I've just heard on the Radio, the latest stupid idea considered by Labour as part of the budget.
Taxing homeowners on the value of their property (theresholds vary).
Let's say your house is worth a million pounds. How did it gain that value? Did it attain those lofty heights through some magic?
No , it gained value through government policy. It's government policy that has not provided the new hoses that are required in order to keep the price of houses down.
So the first point against this "Wealth Tax" is it's highly immoral for a government to artificially inflate the value of an asset (your house) and then once it attains a certain value, to tax you on it.
The second point is that most houses are subject to a mortgage. i.e. you are actually in debt to the value of the house. It's in effect a negative asset. So is the government really saying they are going to tax you on the debt you owe?
Not only that, you don't actually own a house while it's subject to a mortgage. The Bank or Building Society hold the deeds of the house until the mortgage is paid off.

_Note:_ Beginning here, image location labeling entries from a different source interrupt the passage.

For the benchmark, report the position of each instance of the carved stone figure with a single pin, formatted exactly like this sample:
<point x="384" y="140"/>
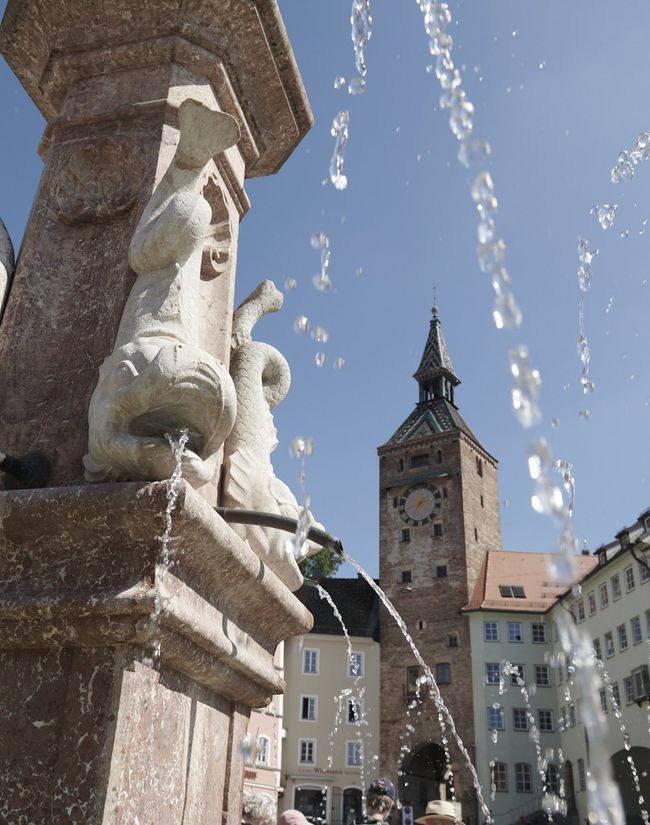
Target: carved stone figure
<point x="262" y="378"/>
<point x="6" y="266"/>
<point x="158" y="379"/>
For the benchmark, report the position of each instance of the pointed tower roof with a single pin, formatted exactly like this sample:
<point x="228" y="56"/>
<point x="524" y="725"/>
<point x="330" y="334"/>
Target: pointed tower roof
<point x="435" y="411"/>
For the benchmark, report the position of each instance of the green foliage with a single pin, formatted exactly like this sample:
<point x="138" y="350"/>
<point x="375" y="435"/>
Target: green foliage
<point x="322" y="564"/>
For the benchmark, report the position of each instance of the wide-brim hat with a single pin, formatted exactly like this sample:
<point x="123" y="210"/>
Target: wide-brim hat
<point x="439" y="810"/>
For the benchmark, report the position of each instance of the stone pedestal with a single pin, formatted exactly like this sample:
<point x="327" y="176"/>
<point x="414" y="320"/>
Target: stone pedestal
<point x="125" y="686"/>
<point x="109" y="78"/>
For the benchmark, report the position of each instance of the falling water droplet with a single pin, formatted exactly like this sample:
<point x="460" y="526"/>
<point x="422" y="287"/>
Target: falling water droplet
<point x="301" y="325"/>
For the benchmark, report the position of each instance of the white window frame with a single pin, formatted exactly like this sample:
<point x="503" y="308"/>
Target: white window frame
<point x="361" y="660"/>
<point x="308" y="696"/>
<point x="359" y="703"/>
<point x="316" y="652"/>
<point x="538" y="625"/>
<point x="603" y="589"/>
<point x="511" y="626"/>
<point x="263" y="752"/>
<point x="489" y="665"/>
<point x="357" y="744"/>
<point x="313" y="744"/>
<point x="485" y="631"/>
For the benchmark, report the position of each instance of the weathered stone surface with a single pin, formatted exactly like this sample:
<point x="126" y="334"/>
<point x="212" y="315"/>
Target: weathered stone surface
<point x="105" y="72"/>
<point x="262" y="379"/>
<point x="158" y="380"/>
<point x="97" y="726"/>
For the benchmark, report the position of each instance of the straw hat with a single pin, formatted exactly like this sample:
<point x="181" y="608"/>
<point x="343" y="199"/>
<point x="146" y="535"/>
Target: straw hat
<point x="439" y="810"/>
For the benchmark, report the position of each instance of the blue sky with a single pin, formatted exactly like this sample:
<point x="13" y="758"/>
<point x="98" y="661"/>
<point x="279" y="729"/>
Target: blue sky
<point x="559" y="89"/>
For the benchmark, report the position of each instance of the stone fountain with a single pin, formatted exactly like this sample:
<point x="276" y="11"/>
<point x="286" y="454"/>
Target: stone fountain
<point x="125" y="683"/>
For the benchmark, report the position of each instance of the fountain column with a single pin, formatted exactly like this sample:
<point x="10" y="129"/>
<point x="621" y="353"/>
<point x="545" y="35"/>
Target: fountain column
<point x="125" y="683"/>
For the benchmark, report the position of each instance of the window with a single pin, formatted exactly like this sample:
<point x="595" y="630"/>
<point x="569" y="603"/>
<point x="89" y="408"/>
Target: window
<point x="310" y="661"/>
<point x="516" y="673"/>
<point x="545" y="720"/>
<point x="499" y="776"/>
<point x="355" y="710"/>
<point x="307" y="751"/>
<point x="591" y="601"/>
<point x="582" y="779"/>
<point x="515" y="632"/>
<point x="443" y="673"/>
<point x="263" y="750"/>
<point x="553" y="779"/>
<point x="539" y="633"/>
<point x="491" y="631"/>
<point x="604" y="595"/>
<point x="495" y="718"/>
<point x="572" y="715"/>
<point x="523" y="777"/>
<point x="603" y="700"/>
<point x="597" y="651"/>
<point x="492" y="673"/>
<point x="309" y="708"/>
<point x="519" y="719"/>
<point x="354" y="754"/>
<point x="412" y="676"/>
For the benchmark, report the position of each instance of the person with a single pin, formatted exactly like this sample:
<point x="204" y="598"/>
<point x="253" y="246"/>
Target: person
<point x="380" y="799"/>
<point x="439" y="812"/>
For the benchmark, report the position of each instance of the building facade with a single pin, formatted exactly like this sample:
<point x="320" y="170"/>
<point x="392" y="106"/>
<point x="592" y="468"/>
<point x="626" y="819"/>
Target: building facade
<point x="331" y="746"/>
<point x="439" y="515"/>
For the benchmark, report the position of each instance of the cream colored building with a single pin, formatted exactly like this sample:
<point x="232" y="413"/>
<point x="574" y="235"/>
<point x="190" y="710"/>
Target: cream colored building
<point x="516" y="725"/>
<point x="331" y="706"/>
<point x="613" y="610"/>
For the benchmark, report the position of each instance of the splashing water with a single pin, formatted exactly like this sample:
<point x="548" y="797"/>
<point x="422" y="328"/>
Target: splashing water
<point x="321" y="242"/>
<point x="340" y="132"/>
<point x="526" y="383"/>
<point x="443" y="712"/>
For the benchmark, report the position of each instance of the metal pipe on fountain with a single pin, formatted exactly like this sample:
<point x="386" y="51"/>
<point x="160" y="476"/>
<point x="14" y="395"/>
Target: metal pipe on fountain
<point x="31" y="470"/>
<point x="289" y="525"/>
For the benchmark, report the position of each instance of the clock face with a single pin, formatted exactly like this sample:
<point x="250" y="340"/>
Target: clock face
<point x="418" y="505"/>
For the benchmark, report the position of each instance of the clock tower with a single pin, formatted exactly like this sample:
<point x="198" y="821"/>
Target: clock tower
<point x="439" y="514"/>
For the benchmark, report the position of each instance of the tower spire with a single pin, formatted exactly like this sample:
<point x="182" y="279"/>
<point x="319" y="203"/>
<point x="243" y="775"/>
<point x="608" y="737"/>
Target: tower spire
<point x="435" y="373"/>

So is the government really going to tax you on something you don't actually own?
Is the government going to tax the lender and the occupier pro rata on what percentage of the house each owns? As an example, if you've paid off 20% of your mortgage, do you pay 20% of the tax payable and the lender pay the 80%? Who is going to work that out? How much will it cost the government to employ extra people to work that out?

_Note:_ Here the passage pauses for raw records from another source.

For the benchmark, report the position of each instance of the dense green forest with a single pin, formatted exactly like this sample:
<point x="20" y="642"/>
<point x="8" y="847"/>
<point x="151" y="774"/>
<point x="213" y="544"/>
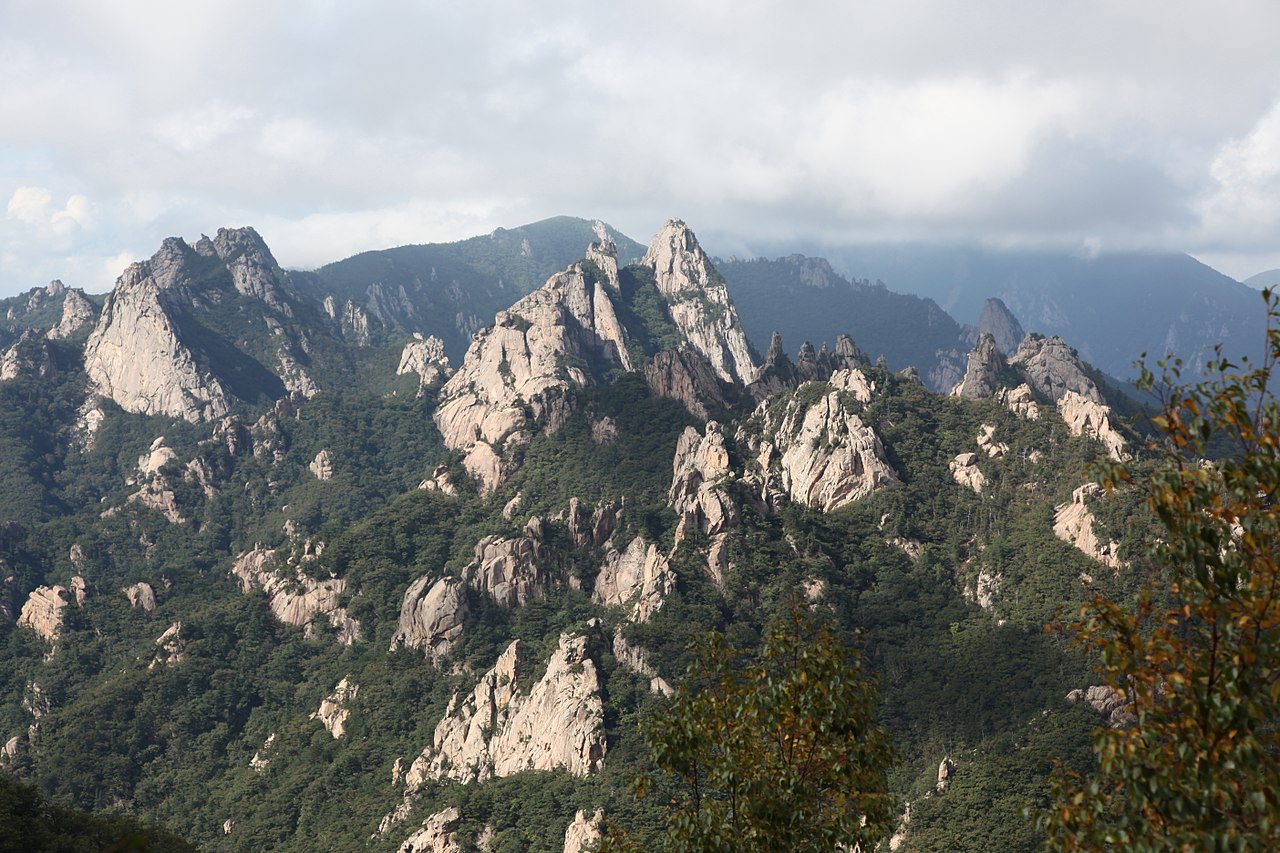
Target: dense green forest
<point x="199" y="711"/>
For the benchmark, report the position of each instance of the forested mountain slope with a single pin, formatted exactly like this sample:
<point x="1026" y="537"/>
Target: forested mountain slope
<point x="437" y="606"/>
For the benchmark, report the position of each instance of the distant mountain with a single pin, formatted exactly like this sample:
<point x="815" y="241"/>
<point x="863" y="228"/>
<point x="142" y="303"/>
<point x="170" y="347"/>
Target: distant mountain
<point x="807" y="300"/>
<point x="1111" y="308"/>
<point x="453" y="290"/>
<point x="1269" y="278"/>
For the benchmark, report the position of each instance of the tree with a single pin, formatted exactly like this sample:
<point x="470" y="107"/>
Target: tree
<point x="1197" y="657"/>
<point x="776" y="753"/>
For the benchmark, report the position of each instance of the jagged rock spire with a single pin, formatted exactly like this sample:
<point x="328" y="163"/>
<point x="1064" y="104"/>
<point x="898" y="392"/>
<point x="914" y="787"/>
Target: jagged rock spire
<point x="698" y="301"/>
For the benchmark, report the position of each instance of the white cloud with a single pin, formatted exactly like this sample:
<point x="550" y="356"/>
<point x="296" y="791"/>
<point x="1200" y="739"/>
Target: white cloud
<point x="1244" y="204"/>
<point x="336" y="128"/>
<point x="30" y="205"/>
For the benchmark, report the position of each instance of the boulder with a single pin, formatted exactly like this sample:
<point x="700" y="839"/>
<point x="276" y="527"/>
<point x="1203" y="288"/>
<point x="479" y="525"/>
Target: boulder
<point x="498" y="730"/>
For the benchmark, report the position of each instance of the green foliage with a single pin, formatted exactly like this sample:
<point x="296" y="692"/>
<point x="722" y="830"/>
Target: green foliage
<point x="31" y="825"/>
<point x="1197" y="656"/>
<point x="778" y="753"/>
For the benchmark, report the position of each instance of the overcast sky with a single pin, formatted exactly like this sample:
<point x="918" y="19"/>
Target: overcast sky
<point x="337" y="127"/>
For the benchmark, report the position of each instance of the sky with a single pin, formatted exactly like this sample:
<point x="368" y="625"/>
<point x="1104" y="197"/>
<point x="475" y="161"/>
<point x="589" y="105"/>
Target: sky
<point x="341" y="127"/>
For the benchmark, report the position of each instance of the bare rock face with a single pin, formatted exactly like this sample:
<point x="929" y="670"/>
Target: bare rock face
<point x="497" y="730"/>
<point x="634" y="658"/>
<point x="1084" y="416"/>
<point x="1052" y="368"/>
<point x="426" y="359"/>
<point x="333" y="712"/>
<point x="1106" y="701"/>
<point x="583" y="831"/>
<point x="821" y="451"/>
<point x="44" y="611"/>
<point x="988" y="443"/>
<point x="638" y="578"/>
<point x="432" y="617"/>
<point x="321" y="466"/>
<point x="698" y="301"/>
<point x="170" y="648"/>
<point x="1020" y="401"/>
<point x="438" y="834"/>
<point x="296" y="601"/>
<point x="530" y="356"/>
<point x="983" y="373"/>
<point x="141" y="594"/>
<point x="1000" y="323"/>
<point x="77" y="313"/>
<point x="507" y="569"/>
<point x="965" y="471"/>
<point x="28" y="356"/>
<point x="1073" y="523"/>
<point x="685" y="375"/>
<point x="135" y="355"/>
<point x="699" y="473"/>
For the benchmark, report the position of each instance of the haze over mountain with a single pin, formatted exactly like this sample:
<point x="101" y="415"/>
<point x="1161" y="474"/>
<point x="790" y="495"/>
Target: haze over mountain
<point x="279" y="574"/>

If the government accepts the above and only taxes houses that are owned outright, don't forget that all other houses have increased in price at the same rate. So for instance you bought a house 10 years ago at £500,000 and it's now worth £1 million, ALL the other houses in the area have increased in price at the same rate.
So the COMPARABLE VALUE hasn't actually increased. Yes the monetary amount is higher, but that amount only buys you the same asset.

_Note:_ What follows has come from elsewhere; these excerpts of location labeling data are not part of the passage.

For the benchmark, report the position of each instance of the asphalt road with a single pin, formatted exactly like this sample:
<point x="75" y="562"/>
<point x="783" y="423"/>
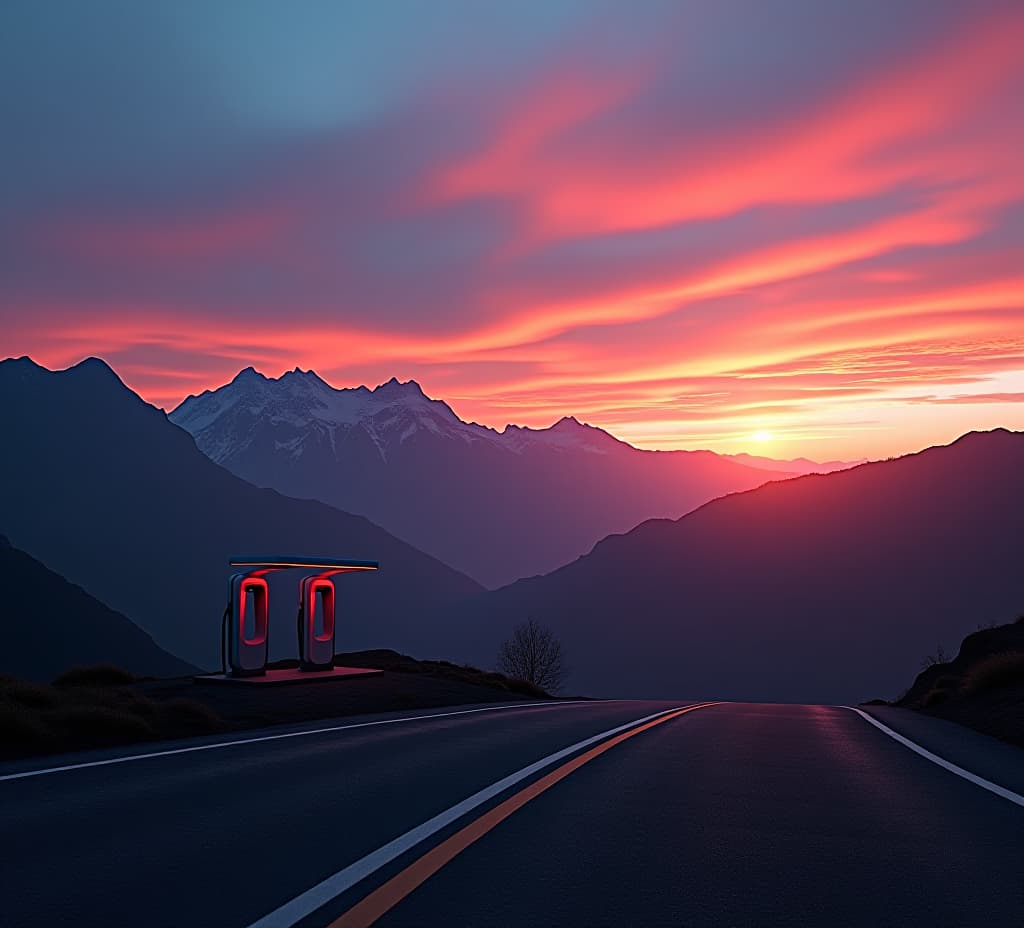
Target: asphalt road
<point x="730" y="814"/>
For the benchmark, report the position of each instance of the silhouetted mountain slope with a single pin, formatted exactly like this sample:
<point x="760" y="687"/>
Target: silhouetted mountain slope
<point x="102" y="488"/>
<point x="48" y="625"/>
<point x="497" y="505"/>
<point x="819" y="588"/>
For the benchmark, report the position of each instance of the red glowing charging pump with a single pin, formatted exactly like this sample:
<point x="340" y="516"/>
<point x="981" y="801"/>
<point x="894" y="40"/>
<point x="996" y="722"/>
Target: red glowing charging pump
<point x="246" y="631"/>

Again, is it moral for the government to tax something that hasn't actually increased in value compared to similar assets?
Now, you could argue that if you buy a house for 50K, spend 5K doing it up and you sell it for 100K, then there should be a tax on the profit. But there already is capital gains tax, or corporation tax payable on that.
I could go on and on about the immorality of such a tax, how it is unworkable, how it would be expensive to administer.
There is talk of local councils administering the scheme, basically reporting property values back to HMRC. But that's an extra burden on local government for which they are not being paid.
I wouldn't be surprised if local councils refused to administer the scheme. And I would especially expect Reform councils to refuse to comply.